Solanio. A Szylok ze swojej strony wiedział, że jego ptak miał już pierze; w takim zaś razie wszystkie mają ten obyczaj, że wylatują z gniazda.
Szylok. Potępienie ją za to czeka.
Salarino. Zapewne, jeżeli ją szatan sądzić będzie.
Szylok. Taka niesforność własnej mojej krwi i ciała!
Solanio. Wstydź się, stary, w tym wieku mieć krew i ciało niesforne.
Szylok. Moją krwią i ciałem jest moja córka.
Salarino. Między twojem a jej ciałem większa jest różnica, niż między hebanem a kością słoniową; między jej krwią a twoją, większa, niż między deserowem winem a lurą. Ale powiedziano nam, czy słyszałeś, że Antonio na morzu poniósł stratę? Prawda to, czy bajka?
Szylok. W tem ci nowy sęk dla mnie. To bankrut, utracyusz; nie śmie się teraz ani pokazać na Rialto; to golec: on, co bywało tak strojnie przychodził na rynek. Niechże się ogląda na swój oblig! Zwykł był nazywać mię lichwiarzem; niech się ogląda na swój oblig! Zwykł był pożyczać przez miłość chrześcijańską, niech się ogląda na swój oblig!
Salarino. Nie zechcesz mu przecież rznąć ciała, jeżeli nie zapłaci w terminie; na cóżby ci się zdało?

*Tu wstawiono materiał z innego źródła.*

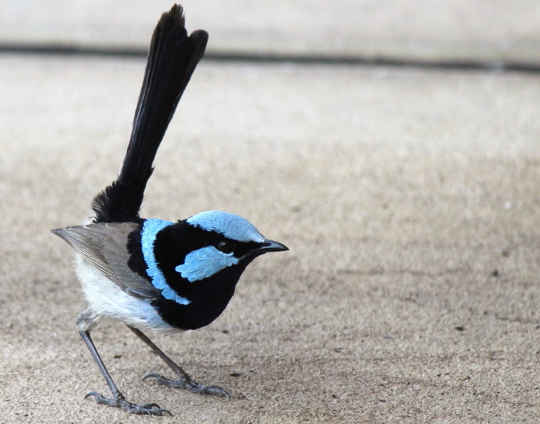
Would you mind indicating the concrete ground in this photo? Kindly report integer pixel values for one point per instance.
(409, 200)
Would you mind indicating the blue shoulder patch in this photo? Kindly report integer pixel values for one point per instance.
(151, 228)
(204, 262)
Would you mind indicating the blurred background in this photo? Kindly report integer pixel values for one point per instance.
(394, 146)
(494, 31)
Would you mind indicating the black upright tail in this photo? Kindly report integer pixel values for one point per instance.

Szylok. Na przynętę dla ryb. Jeżeli zresztą nie nasyci nikogo, nasyci przynajmniej moją zemstę. On mię lżył, wydarł mi na jakie półmiliona spodziewanych korzyści; naigrawał się z mojej straty; bluźnił memu narodowi; krzyżował moje zarobki; odwodził odemnie przyjaciół, a nieprzyjaciół na mnie podszczuwał. I za cóż to wszystko? za to, że jestem żydem. Czyliżto żyd nie ma rąk, członków, organów, zmysłów, uczuć, namiętności? Nie żywisz się tymi samymi pokarmami, nie możeż być zraniony takiem samem narzędziem, nie ulegaż takim samym chorobom, nie leczyż się takimi środkami, nie czujeż tak samo
Strona:Dzieła Wiliama Szekspira T. VII.djvu/53
Ta strona została przepisana.
45
AKT TRZECI. SCENA PIERWSZA.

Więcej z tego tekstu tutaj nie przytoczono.